The data, taken from retail stores across the U.S., showed that fresh vegetables topped sales at $2.4 billion, followed by organic fruit sales of $1.6 billion, and organic value-added produce sales of nearly 1 billion, bringing total sales to $4.8 billion.
Overall in 2017, sales of organic fruit volume and dollar sales were up 12.6% from 2016, while organic fresh vegetables sales showed a 4% increase in dollar sales and a 6% increase in overall volume.
Organic packaged salad was again the leading organic fresh produce item sold last year, approaching $1 billion in sales.
Packaged salad still accounts for one in five organic dollars, but the 2.3% growth rate was below the department average.

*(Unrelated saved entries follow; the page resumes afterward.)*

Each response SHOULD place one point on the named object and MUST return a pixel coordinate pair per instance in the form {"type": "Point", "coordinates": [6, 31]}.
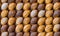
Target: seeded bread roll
{"type": "Point", "coordinates": [49, 6]}
{"type": "Point", "coordinates": [12, 6]}
{"type": "Point", "coordinates": [4, 6]}
{"type": "Point", "coordinates": [4, 13]}
{"type": "Point", "coordinates": [56, 6]}
{"type": "Point", "coordinates": [19, 13]}
{"type": "Point", "coordinates": [48, 1]}
{"type": "Point", "coordinates": [57, 34]}
{"type": "Point", "coordinates": [12, 34]}
{"type": "Point", "coordinates": [27, 28]}
{"type": "Point", "coordinates": [26, 20]}
{"type": "Point", "coordinates": [4, 21]}
{"type": "Point", "coordinates": [41, 21]}
{"type": "Point", "coordinates": [25, 1]}
{"type": "Point", "coordinates": [34, 28]}
{"type": "Point", "coordinates": [4, 1]}
{"type": "Point", "coordinates": [19, 6]}
{"type": "Point", "coordinates": [26, 13]}
{"type": "Point", "coordinates": [4, 34]}
{"type": "Point", "coordinates": [56, 20]}
{"type": "Point", "coordinates": [19, 28]}
{"type": "Point", "coordinates": [10, 1]}
{"type": "Point", "coordinates": [49, 13]}
{"type": "Point", "coordinates": [48, 28]}
{"type": "Point", "coordinates": [11, 13]}
{"type": "Point", "coordinates": [40, 6]}
{"type": "Point", "coordinates": [18, 1]}
{"type": "Point", "coordinates": [19, 20]}
{"type": "Point", "coordinates": [4, 28]}
{"type": "Point", "coordinates": [56, 13]}
{"type": "Point", "coordinates": [41, 34]}
{"type": "Point", "coordinates": [26, 6]}
{"type": "Point", "coordinates": [56, 28]}
{"type": "Point", "coordinates": [33, 20]}
{"type": "Point", "coordinates": [49, 20]}
{"type": "Point", "coordinates": [50, 33]}
{"type": "Point", "coordinates": [33, 1]}
{"type": "Point", "coordinates": [41, 28]}
{"type": "Point", "coordinates": [33, 34]}
{"type": "Point", "coordinates": [33, 13]}
{"type": "Point", "coordinates": [11, 21]}
{"type": "Point", "coordinates": [26, 34]}
{"type": "Point", "coordinates": [40, 1]}
{"type": "Point", "coordinates": [34, 6]}
{"type": "Point", "coordinates": [41, 13]}
{"type": "Point", "coordinates": [19, 34]}
{"type": "Point", "coordinates": [11, 28]}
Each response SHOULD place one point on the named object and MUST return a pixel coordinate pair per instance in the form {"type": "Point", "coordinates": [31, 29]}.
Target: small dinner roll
{"type": "Point", "coordinates": [19, 28]}
{"type": "Point", "coordinates": [4, 21]}
{"type": "Point", "coordinates": [56, 28]}
{"type": "Point", "coordinates": [56, 6]}
{"type": "Point", "coordinates": [49, 13]}
{"type": "Point", "coordinates": [34, 6]}
{"type": "Point", "coordinates": [56, 20]}
{"type": "Point", "coordinates": [49, 6]}
{"type": "Point", "coordinates": [19, 6]}
{"type": "Point", "coordinates": [49, 20]}
{"type": "Point", "coordinates": [27, 28]}
{"type": "Point", "coordinates": [26, 34]}
{"type": "Point", "coordinates": [11, 21]}
{"type": "Point", "coordinates": [41, 21]}
{"type": "Point", "coordinates": [48, 28]}
{"type": "Point", "coordinates": [34, 28]}
{"type": "Point", "coordinates": [26, 6]}
{"type": "Point", "coordinates": [11, 13]}
{"type": "Point", "coordinates": [41, 13]}
{"type": "Point", "coordinates": [33, 13]}
{"type": "Point", "coordinates": [4, 6]}
{"type": "Point", "coordinates": [19, 20]}
{"type": "Point", "coordinates": [4, 34]}
{"type": "Point", "coordinates": [50, 34]}
{"type": "Point", "coordinates": [41, 28]}
{"type": "Point", "coordinates": [12, 6]}
{"type": "Point", "coordinates": [11, 28]}
{"type": "Point", "coordinates": [41, 34]}
{"type": "Point", "coordinates": [26, 20]}
{"type": "Point", "coordinates": [4, 13]}
{"type": "Point", "coordinates": [40, 1]}
{"type": "Point", "coordinates": [48, 1]}
{"type": "Point", "coordinates": [26, 13]}
{"type": "Point", "coordinates": [3, 1]}
{"type": "Point", "coordinates": [19, 13]}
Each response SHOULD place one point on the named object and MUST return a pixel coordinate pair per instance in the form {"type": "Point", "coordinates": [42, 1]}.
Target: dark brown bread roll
{"type": "Point", "coordinates": [33, 20]}
{"type": "Point", "coordinates": [56, 13]}
{"type": "Point", "coordinates": [26, 34]}
{"type": "Point", "coordinates": [41, 6]}
{"type": "Point", "coordinates": [19, 34]}
{"type": "Point", "coordinates": [4, 28]}
{"type": "Point", "coordinates": [12, 34]}
{"type": "Point", "coordinates": [19, 13]}
{"type": "Point", "coordinates": [11, 13]}
{"type": "Point", "coordinates": [10, 1]}
{"type": "Point", "coordinates": [11, 28]}
{"type": "Point", "coordinates": [57, 34]}
{"type": "Point", "coordinates": [34, 28]}
{"type": "Point", "coordinates": [33, 34]}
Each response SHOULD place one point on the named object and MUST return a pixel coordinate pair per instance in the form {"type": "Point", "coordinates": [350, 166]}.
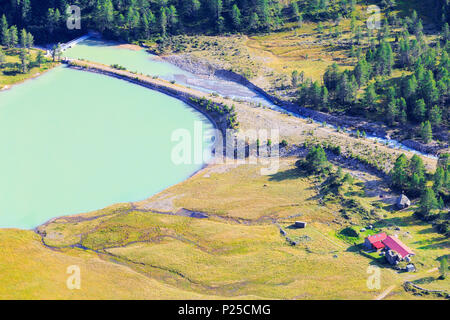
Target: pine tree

The most notable growth occurred within organic fruits, due to a 23% increase in organic berry volume sales. Not far behind was the growth of bananas and apples. Organic berry sales, which include strawberries, blueberries and blackberries, topped $586 million in 2017, with volume up 22% from last year. Organic apple and banana volume increased 11 and 17.5% respectively last year, while the average retail prices for each category were down 8 and 3%.
“What’s most impressive about these two categories is the growth they were able to achieve in organic despite stagnant or declining conventional fresh produce sales. This also highlights that even the most mature categories have opportunity to grow the consumer base and sales through an organic offering,” said Matt Seeley, co-founder and CEO, of Organic Produce Network. “Not many product groups can claim double-digit growth in today’s competitive environment, which reinforces the power and importance of organic produce.”
Rounding out the top five was double-digit growth from organic fresh produce, beverages and the herb and spices segment.
“Potatoes, grapes and citrus all rank in the top 10 for conventional sales but fail to crack the top 10 in organic sales which shows that some categories still have opportunity for an increased market presence,” said Matt Lally, an associate director at Nielsen.
“Understanding and setting pricing strategies between conventional and organic varieties is critical for success,” he added. “People will pay a premium for organic, but at some point, they will trade to conventional or out of the category all together.”
Millennials have been linked to the explosion in organic sales. And as millennials enter their parenting years, the impact on the nearly $50 billion organic market could be transformative, we reported recently in Whole Foods Magazine.